It will be understood by those skilled in the art that the foregoing general description and the following detailed description are exemplary and explanatory of the invention and are not intended to be restrictive thereof.
Reference throughout this specification to “an embodiment, “another embodiment, “an or similar language means that a particular feature, structure, or characteristic described in connection with the embodiment is included in at least one embodiment of the present invention. Thus, appearances of the phrase “in an embodiment, “in another embodiment, “in one and similar language throughout this specification may, but do not necessarily, all refer to the same embodiment.
The present invention relates to the field of Kyasanur Forest Disease Virus envelope protein peptide based vaccine and method thereof.
The invention provides immunizing a peptide mixture as a vaccine against tick-borne flavivirus infection, namely Kyasanur Forest Disease Virus (KFDV. The formulation has a mixture of 10 to 30 amino acids (aa)-long peptides derived from the amino acid sequence of a viral envelope protein of KFDV virus. The peptide sequences are derived from the results of computational biology and immuno-informatics analysis. Based on this knowledge, these peptides could activate specific T-cells through the host MHC/HLA genotype that would recognize these peptides to be processed by professional antigen-presenting cells (APCs). Further, these peptides will preferentially generate neutralizing antibodies in the host. While developing the peptides, specific customization was performed for reducing or eliminating antibody-mediated enhancement effect, an unwanted immune response associated with any Flavivirus infection.
In an embodiment, the vaccine comprising peptide mixture is used for developing recombinant monoclonal antibodies.
In an embodiment, the vaccine acts as an immunogen that induces a protective immune response against KFDV infection.

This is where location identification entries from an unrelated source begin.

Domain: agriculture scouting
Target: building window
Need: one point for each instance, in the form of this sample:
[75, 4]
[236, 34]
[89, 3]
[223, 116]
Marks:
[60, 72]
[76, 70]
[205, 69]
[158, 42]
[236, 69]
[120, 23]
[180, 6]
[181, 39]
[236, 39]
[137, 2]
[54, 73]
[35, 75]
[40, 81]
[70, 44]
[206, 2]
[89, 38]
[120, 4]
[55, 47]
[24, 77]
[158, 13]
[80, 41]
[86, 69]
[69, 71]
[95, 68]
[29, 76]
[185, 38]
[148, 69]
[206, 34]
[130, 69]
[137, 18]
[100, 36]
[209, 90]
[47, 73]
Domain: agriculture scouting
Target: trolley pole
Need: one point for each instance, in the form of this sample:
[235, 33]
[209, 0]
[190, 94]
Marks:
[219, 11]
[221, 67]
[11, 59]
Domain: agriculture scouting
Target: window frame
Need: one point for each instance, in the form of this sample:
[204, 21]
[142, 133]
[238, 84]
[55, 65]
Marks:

In an embodiment, immune-dominant epitopes present across the said viruses, were identified by comparing various parameters, that will produce neutralizing antibodies and not cross-reactive antibodies.

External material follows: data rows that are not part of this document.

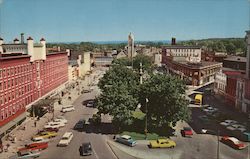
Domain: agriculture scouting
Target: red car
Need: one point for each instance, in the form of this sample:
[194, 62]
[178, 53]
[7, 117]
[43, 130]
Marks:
[187, 131]
[34, 146]
[51, 129]
[233, 142]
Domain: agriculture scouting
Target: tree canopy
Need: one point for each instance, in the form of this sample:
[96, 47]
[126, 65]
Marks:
[121, 93]
[118, 98]
[166, 100]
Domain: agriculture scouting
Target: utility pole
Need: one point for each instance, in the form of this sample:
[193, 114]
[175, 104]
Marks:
[141, 73]
[218, 145]
[146, 111]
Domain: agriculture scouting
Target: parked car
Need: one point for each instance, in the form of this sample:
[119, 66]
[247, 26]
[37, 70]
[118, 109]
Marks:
[233, 142]
[210, 110]
[44, 135]
[228, 122]
[67, 108]
[50, 129]
[25, 155]
[80, 124]
[40, 140]
[86, 91]
[86, 149]
[204, 119]
[60, 120]
[126, 140]
[54, 125]
[91, 103]
[34, 146]
[187, 131]
[66, 139]
[96, 119]
[162, 143]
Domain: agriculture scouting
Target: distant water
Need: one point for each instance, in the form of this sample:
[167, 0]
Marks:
[114, 42]
[137, 42]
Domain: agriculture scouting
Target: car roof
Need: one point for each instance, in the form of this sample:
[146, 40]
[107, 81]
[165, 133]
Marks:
[67, 134]
[163, 140]
[126, 136]
[235, 140]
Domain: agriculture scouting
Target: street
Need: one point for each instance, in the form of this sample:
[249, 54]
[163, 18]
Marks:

In an embodiment, the invention provides array of epitope-based immunogens capable of inducing immune response towards critical neutralizing antibodies. Simultaneously, avoiding the elicitation of cross-reactive antibodies that play no role in the protection and may even be harmful. This peptide-epitope set would avoid eliciting a broad though often poorly characterized immunity traditionally associated with a whole virus or virus-derived immunogens rather a focused and precise way to stimulate a specific immune response. The Invention also provides immune-stimulation to post-exposure cases as well. Administration of these epitope-peptides could limit the spread of viral pathogens and facilitate rapid elimination due to a mAb-like neutralizing effect. Thus, in an embodiment, the Invention provides therapeutics against exposure to KFDV.
In an embodiment, the invention provides 15 T-cell (MHC-I and MHC-II) dominant epitopes and 11 linear and seven discontinuous B-cell epitopes as a probable candidate was used for vaccine designing. This will elicit the antibody production against KFDV, which is also conserved for ALKV and TBEV. Thus, a mixture of these peptides would act as vaccine candidates for all three viruses.

In an embodiment, the Invention provides vaccine comprising immunodominant peptides. Peptides are inert and non-infectious substances and could be synthesized without the involvement of animal tissue culture. The entire process could be performed in regular BSL-2 conditions and there is no need to work with any infectious agent for the formulation.

In an embodiment, the Invention identifies immunogenic peptides and synthesizes the peptides in vitro. Alternatively, the peptides can also be procured from companies. The pure peptides are used for animal (mice and rabbit) studies for testing the produced antibodies' efficiency by neutralization assay with KFDV chimeric virus/VLPs. Produced neutralizing antibodies could be used as therapeutics, and responsible peptides can be used as a vaccine candidate.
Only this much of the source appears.